Experimenting with psychedelics like magic mushrooms offered a breakthrough. “If you have a partner who you really trust and who understands what you're going through, sometimes doing psychedelics together can help get through some of the initial barriers that can sometimes just be physical triggers,” she says. “All of a sudden, my way of thinking and feeling had been changed enough, my chemistry had changed enough that I actually started to enjoy sex. I was like, ‘Wait. This is so cool.’ Because it had not been that way for me. It helped me get out of my own head and back into my body in a gentle way.”
But, she’s quick to point out that there’s no “magic pill” for recovery. “It’s not a blanket statement, ‘Go out and take mushrooms.’ You need to consult a doctor, consult people that you trust,” she says. “The use of psychedelics for me is about taking what you learn and applying it without the drugs.
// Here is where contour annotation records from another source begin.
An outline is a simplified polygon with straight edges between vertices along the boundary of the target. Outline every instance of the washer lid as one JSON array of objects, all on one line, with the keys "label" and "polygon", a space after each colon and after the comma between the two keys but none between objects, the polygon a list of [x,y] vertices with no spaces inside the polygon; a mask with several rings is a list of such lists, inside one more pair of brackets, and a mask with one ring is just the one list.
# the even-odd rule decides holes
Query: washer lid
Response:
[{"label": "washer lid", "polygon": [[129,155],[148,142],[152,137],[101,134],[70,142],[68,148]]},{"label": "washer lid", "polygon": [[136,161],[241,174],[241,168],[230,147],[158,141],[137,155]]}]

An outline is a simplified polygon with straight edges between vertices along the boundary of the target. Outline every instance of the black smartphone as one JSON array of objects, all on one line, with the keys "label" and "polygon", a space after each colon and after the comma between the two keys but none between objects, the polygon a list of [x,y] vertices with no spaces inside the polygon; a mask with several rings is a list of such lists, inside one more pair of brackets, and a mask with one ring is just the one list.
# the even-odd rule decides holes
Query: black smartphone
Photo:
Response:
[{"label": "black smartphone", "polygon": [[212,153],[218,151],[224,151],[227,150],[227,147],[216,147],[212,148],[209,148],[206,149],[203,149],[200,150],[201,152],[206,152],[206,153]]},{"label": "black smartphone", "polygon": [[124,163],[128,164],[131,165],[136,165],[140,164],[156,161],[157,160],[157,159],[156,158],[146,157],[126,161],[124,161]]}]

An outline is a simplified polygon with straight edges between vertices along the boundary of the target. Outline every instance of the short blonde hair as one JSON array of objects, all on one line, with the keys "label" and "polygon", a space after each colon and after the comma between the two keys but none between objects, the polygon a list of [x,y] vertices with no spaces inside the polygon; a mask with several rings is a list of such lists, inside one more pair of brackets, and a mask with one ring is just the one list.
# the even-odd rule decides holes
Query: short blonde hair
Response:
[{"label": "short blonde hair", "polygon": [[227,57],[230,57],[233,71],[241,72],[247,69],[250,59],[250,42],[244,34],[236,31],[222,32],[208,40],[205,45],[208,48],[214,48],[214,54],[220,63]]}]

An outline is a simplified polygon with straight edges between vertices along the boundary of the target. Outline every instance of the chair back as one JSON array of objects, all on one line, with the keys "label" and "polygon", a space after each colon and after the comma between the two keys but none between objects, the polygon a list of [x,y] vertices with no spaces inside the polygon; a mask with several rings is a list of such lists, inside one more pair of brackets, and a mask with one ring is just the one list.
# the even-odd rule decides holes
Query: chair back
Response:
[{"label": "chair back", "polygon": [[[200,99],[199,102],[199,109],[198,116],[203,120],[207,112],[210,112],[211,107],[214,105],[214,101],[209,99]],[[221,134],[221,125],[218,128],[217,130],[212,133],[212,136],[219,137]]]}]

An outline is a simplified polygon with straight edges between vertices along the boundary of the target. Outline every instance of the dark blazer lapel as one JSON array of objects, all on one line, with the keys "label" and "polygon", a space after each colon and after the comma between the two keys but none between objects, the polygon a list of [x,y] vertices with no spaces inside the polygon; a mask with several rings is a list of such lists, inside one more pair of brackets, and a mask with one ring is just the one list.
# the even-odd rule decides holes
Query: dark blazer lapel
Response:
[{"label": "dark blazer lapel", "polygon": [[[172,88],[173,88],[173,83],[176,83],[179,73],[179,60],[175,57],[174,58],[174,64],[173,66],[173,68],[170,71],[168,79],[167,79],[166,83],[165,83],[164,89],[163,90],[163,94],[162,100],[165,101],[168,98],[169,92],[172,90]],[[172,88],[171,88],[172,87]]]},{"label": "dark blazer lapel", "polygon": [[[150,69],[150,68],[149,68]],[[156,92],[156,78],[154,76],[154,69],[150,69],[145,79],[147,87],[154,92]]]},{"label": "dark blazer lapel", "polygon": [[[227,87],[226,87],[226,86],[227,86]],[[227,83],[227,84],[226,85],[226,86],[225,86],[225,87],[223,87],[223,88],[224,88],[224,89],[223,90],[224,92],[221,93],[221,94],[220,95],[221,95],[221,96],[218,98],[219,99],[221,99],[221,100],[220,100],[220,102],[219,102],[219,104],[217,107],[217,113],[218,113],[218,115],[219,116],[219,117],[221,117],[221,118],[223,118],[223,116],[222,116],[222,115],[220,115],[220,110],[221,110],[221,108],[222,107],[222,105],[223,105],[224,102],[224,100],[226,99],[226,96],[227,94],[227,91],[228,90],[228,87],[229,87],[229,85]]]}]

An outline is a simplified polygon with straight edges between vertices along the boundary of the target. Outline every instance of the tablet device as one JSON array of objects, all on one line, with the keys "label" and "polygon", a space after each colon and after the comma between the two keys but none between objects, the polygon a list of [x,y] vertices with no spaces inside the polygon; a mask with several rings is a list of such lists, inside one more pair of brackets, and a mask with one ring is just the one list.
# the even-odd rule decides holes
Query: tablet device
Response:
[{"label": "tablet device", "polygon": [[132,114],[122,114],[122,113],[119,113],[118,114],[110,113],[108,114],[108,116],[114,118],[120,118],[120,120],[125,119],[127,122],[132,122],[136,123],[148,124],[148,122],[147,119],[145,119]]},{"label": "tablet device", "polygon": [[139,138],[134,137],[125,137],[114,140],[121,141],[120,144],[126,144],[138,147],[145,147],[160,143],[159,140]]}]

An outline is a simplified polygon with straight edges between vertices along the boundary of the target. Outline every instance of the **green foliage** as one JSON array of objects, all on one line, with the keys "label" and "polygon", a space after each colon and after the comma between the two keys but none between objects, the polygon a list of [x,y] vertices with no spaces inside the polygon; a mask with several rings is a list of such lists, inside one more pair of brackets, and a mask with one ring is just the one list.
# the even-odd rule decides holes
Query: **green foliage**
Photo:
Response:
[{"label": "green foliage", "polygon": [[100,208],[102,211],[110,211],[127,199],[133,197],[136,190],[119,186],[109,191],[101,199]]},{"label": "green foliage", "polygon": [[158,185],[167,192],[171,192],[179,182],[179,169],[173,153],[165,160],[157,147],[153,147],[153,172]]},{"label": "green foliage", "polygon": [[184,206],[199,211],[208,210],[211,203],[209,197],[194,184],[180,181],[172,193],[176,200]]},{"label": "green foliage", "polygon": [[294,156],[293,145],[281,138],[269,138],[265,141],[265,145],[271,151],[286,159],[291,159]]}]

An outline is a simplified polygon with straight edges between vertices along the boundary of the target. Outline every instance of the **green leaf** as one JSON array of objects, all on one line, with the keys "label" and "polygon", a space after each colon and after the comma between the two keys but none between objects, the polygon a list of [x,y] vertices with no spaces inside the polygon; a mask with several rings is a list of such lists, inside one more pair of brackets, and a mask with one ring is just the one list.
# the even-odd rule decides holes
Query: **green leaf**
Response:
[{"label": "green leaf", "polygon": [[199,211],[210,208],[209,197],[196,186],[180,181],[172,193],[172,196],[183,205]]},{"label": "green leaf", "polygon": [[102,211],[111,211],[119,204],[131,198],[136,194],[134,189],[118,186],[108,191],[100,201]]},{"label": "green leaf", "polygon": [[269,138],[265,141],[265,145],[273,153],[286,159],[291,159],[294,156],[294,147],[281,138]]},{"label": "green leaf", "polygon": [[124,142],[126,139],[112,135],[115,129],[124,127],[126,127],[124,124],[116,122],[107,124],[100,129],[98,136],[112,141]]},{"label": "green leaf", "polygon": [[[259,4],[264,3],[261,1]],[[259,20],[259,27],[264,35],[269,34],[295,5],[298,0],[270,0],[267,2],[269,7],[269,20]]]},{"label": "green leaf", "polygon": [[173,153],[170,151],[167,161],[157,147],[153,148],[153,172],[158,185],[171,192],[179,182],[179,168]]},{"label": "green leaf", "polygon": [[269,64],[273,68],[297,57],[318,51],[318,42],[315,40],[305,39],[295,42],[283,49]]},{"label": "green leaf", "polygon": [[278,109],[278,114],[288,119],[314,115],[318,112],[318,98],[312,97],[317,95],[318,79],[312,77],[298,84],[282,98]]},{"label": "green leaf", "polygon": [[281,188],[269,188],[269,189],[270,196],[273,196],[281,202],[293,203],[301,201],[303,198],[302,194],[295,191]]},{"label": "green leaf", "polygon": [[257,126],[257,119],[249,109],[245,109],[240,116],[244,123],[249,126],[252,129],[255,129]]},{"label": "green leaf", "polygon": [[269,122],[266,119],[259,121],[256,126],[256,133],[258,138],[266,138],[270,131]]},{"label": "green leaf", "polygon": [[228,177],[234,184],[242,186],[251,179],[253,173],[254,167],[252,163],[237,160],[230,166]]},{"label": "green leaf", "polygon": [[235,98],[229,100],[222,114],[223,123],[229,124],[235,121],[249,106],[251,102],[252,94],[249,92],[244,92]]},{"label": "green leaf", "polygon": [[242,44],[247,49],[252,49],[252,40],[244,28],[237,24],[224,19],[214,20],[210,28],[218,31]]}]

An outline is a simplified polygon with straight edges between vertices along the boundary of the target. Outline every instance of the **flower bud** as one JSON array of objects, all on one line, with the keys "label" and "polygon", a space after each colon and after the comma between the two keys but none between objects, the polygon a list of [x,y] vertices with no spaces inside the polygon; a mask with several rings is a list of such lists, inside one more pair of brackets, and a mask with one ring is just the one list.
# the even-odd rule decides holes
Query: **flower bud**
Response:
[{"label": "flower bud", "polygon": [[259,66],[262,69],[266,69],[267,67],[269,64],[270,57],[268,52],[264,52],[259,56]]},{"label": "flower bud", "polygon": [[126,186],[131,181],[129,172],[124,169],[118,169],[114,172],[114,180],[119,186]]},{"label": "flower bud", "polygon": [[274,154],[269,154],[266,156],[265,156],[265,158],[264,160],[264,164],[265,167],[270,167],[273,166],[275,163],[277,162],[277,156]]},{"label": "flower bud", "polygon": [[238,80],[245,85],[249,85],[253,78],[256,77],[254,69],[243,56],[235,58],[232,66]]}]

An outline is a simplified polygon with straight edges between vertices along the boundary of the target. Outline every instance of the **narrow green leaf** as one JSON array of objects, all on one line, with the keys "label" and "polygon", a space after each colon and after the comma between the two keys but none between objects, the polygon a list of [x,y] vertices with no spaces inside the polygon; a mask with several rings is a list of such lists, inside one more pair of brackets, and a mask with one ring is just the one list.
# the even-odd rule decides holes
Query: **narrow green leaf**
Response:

You need to learn how to retrain your brain. And to get to that place of comfort and relaxation using other things, using breath work, using communication, using contact, dancing.”
Doing her podcast, through which she hopes to connect with others who have faced trauma, has also given her strength and perspective on her past. “No longer was I alone — ‘India Oxenberg, the girl from a branded sex slave cult’. Instead I learned I was just one of many women who've experienced trauma. I’m very much not alone in this. I don't think I realized how valuable camaraderie is.”
Oxenberg, who is partnering with her mother's organization on Healix180, a resource site for survivors of trauma, knows she’s not at the end of her healing, but life today is in a “beautiful” place, she says: “I’m able to enjoy being alive in this body. And that is a huge victory. There were times where I felt hopeless and not able to overcome mental struggles. But I have tools and resources to help me combat that. My mind's not totally consumed by that anymore. My heart is in a healing space.”